It is the second day of Rosh Hashanah, the Jewish new year. Rosh Hashanah is at once a celebration of the birth of the world, and a time of self-examination and repentance. These days between Rosh Hashanah and Yom Kippur, the day of atonement (at-one-ment), called the Days of Awe, are my favorite holidays. I grew up believing this holy time of judgment and penitance to be very solemn, but in recent years I see them as a cause for celebration, because I am reminded of the true, forgiving nature of God, of reality. I love the timing of the high holy days; September, back-to-school time. I've always loved fresh starts.
This year I am not celebrating in the most traditional way. I did go to (very feminist, egalitarian, progressive, Santa Cruz-style) services last night, and heard the sound of the shofar (ram's horn), a call to wake up. I can always use the reminder.

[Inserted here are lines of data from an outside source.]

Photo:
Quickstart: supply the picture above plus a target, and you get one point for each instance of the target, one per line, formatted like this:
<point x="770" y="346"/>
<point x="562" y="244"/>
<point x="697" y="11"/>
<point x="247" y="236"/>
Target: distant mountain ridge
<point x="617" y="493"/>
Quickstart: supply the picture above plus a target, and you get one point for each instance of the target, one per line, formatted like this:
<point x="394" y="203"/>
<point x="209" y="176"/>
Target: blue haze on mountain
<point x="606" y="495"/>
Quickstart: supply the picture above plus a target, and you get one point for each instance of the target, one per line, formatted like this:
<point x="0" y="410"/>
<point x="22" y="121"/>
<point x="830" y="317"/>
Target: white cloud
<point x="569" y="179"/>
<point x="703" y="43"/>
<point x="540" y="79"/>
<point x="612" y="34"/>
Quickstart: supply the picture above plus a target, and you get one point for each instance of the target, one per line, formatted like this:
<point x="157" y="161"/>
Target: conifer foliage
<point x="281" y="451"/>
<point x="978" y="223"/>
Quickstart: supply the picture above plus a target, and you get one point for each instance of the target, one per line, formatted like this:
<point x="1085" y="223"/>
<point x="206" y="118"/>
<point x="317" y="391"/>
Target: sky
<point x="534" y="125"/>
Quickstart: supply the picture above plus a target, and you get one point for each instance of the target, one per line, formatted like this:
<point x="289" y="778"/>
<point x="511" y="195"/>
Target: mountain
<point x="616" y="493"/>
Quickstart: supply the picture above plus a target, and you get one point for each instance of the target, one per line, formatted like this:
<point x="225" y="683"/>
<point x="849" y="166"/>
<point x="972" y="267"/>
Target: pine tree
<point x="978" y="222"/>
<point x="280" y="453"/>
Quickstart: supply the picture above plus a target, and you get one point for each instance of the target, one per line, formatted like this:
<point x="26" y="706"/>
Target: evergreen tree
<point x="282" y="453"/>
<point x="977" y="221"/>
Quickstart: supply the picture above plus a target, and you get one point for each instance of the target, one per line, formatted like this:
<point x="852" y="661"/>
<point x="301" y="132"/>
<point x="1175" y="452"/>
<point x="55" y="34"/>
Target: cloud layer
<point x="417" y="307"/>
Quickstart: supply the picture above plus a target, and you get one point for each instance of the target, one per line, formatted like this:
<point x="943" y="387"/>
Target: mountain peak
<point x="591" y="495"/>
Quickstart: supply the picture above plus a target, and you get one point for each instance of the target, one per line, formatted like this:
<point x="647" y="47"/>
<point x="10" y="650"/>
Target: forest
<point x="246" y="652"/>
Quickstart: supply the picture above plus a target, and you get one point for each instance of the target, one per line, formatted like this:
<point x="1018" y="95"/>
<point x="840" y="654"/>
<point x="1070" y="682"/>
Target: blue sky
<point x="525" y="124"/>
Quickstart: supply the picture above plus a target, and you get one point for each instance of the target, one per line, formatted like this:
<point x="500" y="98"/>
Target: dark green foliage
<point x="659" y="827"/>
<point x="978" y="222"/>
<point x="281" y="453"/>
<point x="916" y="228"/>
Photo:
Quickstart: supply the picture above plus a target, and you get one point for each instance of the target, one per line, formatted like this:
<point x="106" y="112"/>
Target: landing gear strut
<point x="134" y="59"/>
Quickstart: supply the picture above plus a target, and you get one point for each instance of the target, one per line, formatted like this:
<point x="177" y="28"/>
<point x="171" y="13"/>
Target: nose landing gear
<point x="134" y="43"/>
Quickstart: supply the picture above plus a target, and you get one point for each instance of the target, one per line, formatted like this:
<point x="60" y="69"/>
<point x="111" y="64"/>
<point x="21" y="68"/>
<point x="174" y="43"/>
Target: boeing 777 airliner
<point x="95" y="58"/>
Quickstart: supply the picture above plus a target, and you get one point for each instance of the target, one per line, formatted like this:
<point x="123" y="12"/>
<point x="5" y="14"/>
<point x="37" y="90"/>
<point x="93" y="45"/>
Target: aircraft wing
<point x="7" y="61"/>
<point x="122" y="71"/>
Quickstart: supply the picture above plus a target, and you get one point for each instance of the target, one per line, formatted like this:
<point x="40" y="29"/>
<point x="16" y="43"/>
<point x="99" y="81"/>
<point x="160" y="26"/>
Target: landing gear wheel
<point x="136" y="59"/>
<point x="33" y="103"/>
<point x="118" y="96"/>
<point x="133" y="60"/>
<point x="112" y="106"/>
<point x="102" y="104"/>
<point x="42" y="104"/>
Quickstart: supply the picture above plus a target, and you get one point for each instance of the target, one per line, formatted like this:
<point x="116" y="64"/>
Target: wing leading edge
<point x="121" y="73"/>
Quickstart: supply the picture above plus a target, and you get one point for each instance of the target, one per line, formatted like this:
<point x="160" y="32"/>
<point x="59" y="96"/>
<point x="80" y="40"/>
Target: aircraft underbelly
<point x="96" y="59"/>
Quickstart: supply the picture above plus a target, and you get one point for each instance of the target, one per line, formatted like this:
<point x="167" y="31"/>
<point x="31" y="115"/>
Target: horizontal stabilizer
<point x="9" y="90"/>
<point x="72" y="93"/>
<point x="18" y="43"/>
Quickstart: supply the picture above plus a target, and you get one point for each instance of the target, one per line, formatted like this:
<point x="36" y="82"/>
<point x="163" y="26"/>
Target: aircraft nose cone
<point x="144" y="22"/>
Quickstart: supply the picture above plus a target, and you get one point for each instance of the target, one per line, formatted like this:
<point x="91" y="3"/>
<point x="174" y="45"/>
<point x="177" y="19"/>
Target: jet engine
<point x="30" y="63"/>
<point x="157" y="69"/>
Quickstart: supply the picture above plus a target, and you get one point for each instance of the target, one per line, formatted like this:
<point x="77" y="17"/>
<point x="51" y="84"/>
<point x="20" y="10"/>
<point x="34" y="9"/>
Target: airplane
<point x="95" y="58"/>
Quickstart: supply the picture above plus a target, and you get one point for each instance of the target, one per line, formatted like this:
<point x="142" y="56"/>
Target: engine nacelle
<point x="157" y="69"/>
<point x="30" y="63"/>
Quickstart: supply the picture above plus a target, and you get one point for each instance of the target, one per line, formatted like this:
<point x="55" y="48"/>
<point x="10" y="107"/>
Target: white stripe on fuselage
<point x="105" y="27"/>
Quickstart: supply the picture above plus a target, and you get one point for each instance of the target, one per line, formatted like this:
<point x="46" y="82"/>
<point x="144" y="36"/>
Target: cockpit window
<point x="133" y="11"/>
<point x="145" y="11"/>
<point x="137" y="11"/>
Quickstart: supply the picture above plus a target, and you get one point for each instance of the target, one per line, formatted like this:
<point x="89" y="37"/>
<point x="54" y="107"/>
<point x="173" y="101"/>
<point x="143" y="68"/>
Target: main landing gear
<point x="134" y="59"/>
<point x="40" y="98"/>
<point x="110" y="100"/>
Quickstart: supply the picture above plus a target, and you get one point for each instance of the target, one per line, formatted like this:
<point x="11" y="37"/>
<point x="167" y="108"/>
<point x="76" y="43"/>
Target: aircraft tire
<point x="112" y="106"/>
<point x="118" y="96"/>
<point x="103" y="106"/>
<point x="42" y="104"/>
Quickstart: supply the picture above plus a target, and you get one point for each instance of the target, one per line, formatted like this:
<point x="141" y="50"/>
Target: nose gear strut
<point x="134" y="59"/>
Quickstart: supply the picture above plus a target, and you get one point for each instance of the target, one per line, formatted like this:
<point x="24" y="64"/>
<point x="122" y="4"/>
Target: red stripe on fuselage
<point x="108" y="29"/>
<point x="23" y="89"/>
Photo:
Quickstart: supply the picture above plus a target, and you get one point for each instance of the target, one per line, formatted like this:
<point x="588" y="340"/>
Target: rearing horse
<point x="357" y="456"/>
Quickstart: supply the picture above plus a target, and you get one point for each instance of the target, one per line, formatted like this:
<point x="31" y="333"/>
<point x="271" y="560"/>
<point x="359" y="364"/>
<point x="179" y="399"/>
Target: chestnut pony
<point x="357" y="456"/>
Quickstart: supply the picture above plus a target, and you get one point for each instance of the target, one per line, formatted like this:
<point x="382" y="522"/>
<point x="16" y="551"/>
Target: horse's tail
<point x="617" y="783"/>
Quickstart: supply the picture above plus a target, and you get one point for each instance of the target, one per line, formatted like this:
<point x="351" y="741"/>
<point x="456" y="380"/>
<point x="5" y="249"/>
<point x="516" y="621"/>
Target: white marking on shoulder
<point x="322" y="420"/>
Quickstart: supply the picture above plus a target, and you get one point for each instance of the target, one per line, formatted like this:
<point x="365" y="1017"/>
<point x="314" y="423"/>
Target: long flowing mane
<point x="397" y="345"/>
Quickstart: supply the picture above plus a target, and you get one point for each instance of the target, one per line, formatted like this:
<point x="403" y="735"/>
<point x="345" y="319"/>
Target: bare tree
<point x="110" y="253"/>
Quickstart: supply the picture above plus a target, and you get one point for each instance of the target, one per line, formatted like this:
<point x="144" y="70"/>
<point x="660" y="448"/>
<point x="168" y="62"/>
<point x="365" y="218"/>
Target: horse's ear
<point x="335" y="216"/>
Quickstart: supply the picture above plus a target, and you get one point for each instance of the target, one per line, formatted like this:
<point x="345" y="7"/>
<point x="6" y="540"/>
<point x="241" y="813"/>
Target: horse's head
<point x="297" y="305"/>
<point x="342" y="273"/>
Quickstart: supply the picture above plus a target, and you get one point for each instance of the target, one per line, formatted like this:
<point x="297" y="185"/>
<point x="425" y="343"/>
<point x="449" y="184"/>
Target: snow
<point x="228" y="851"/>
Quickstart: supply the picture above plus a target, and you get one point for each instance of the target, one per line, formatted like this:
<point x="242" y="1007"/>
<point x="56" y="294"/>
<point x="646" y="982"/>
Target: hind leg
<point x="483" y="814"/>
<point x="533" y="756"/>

Today I went down to the San Lorenzo River, steps from my front door, to perform my personal version of tashlich, the custom of casting bread upon the waters, symbolic of throwing off the year's accumulated sins. For me, sin is about separation: how have I separated myself from others, from the earth, from my body, from Creation, by believing anything is less than good? Where did I drop the ball, and why? With ducks and seagulls as my witnesses, I asked myself and the universe for the clarity to make things right, and for a clean slate. The birds happily fished the stale bread bits out of the river, and having no concept of such things, took on no sins of mine.
Afterwards, I went swimming, cognizant that this was also my mikvah, or ritual bath. As the water cleansed and supported me, I was reminded of the words of a beautiful song: Return again, return again, Return to the home of your soul. Return to who you are, return to what you are, Return to where you are born and reborn again.
"We always begin now." —Byron Katie.
May all be inscribed in your Book of Life for a beautiful year/beautiful mind.